同じ苦しみを繰り返さないためには

 「今」、自分の心の中でモヤモヤと渦巻いている悪しき感情。ストレスやトラウマ。人間関係の悩み。

 

 少し引いた目でそれらを眺めてみてください。

 

 その悪しき感情を、人生の中で一番最初に感じたのはいつですか。そのイライラや怒り、悲しみ、嫉妬、恐怖を初めて味わったのはいつのことですか。

 

 多くの場合、最初の経験の記憶は、幼少期にまで遡ることになるでしょう。人が繰り返し味わう苦しみや悩みは、大元となっている経験があり、その時にしっかりと感情を消化することができなかったために、何度も似たようなシチュエーションが起こることになります。

 

 戦場から帰還した兵士や大きな災害を経験した人など、PTSD(心的外傷後ストレス障害)に悩まされている人の心に向き合ってみると、実はその人が戦場や災害現場で味わった恐れや悲しみなどの感情が、幼い時のショッキングな経験に端を発していることがあるそうです。

 

 幼少時、感情が大きく揺り動かされるような出来事があった際、多くの子供は、その感情を素直に出すことを禁じられます。「怒るんじゃありません」「そんな風に騒いではダメ」「我慢しなさい」「どうして泣くの」etc...

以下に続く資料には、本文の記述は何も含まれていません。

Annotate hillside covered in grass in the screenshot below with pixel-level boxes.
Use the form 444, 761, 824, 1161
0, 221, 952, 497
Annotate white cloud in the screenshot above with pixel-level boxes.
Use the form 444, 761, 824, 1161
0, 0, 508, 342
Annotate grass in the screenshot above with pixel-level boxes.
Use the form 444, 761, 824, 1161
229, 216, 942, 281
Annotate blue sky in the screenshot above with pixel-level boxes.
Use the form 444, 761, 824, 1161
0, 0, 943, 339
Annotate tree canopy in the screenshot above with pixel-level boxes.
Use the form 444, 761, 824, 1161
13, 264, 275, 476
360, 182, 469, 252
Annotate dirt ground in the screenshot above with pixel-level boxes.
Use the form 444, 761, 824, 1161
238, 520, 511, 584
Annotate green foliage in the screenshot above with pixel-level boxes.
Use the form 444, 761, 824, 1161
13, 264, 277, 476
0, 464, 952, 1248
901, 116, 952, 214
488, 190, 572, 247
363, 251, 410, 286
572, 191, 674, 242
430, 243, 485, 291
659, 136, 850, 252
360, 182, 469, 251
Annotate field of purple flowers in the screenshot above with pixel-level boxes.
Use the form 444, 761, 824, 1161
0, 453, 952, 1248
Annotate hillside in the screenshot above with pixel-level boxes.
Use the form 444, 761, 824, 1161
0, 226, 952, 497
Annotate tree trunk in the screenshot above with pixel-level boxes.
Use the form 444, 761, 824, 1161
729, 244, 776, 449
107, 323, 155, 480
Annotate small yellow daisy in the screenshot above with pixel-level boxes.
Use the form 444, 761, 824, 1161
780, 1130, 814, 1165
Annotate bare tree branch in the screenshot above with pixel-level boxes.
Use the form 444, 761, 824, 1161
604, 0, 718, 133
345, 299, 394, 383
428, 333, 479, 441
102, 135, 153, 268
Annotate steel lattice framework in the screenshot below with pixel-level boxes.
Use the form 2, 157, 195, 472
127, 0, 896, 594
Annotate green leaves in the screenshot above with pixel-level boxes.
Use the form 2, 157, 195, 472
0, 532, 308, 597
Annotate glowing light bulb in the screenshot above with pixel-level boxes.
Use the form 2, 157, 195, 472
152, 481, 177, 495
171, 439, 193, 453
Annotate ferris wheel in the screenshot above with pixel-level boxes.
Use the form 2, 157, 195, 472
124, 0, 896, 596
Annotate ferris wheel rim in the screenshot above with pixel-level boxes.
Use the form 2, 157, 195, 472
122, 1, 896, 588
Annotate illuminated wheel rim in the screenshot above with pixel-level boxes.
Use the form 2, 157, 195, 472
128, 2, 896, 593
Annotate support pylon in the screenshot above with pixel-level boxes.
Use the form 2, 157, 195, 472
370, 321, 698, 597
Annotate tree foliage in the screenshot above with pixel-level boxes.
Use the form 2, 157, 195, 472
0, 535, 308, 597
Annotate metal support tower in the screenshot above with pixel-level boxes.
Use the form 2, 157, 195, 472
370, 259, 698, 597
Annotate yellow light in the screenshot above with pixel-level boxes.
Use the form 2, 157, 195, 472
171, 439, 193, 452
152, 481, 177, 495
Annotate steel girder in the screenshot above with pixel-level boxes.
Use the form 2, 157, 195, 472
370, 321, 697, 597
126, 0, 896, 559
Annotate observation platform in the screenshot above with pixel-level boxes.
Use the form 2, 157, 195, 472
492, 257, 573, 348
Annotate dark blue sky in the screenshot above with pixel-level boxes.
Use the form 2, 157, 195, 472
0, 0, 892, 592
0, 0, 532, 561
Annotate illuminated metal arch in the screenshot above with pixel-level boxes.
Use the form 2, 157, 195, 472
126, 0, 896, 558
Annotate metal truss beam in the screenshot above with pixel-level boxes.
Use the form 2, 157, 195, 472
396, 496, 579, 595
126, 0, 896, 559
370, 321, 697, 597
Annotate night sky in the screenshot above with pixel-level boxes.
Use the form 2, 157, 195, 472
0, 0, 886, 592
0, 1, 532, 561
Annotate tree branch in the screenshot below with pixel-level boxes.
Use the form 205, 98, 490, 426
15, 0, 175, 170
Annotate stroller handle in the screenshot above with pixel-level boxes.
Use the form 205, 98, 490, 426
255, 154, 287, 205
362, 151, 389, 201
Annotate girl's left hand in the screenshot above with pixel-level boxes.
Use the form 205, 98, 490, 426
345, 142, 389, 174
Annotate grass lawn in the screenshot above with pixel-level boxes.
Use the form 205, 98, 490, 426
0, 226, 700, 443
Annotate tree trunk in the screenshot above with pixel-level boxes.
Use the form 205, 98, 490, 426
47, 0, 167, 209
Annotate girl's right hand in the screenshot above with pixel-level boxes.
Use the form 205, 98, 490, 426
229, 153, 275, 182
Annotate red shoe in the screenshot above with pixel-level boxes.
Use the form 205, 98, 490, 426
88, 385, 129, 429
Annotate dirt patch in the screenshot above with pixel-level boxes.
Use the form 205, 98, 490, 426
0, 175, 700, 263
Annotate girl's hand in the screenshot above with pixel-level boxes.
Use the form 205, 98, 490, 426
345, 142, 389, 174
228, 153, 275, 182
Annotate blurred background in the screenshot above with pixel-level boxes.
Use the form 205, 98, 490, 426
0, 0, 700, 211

 あるいは、敏感な子供であれば、親や周囲の大人達の反応を見て、自分が素直に感情を表現してはいけないんだ、感じてはいけないんだと考えます。そして、感情に蓋をして、それらを”感じなかった”ことに、”なかった”ことにする習慣が身についていきます。湧き上がってきた感情を否定したり、そんな風に感じている自分は悪い子だ、と考えるようになります。

 

 けれど、どんな感情も生じるべくして生じています。感情はその人の思考・信念の表れです。その人が考えていることや価値を置いていることをベースに、引き金となった出来事と反応して、自然発生的に産み出されています。自然に出てきているものを、本来止めることはできません。なかったことにするということは、自分に嘘をつくということです。

 

 その時に素直に感じなかった感情は、行き場を失って深層意識に蓄積されていきます。消えるわけではないのです。そして、その感情がきちんと消化され、受け入れられる時が来るまで、繰り返し繰り返し、その感情を味わうようなシチュエーションが起こります。

 

 自分が過去に味わった恐怖や悲しみ、その他あらゆるネガティブな感情を追体験するのはキツイですが、一度表に出してきちんと向き合わないうちは、いつまでも自分の中に残り続けます。今後似たような状況に繰り返し悩まされ続けることがなくなると考えれば、勇気を出してきちんと自分の感情に向き合ってみる。”あの時”の自分が本当はどのように感じていたのか、否定せずにしっかりと感じてみることで、心の重荷とネガティブなパターンから解放されていきます。

 

 原体験となっている、幼少時の出来事にフォーカスすることがポイントです。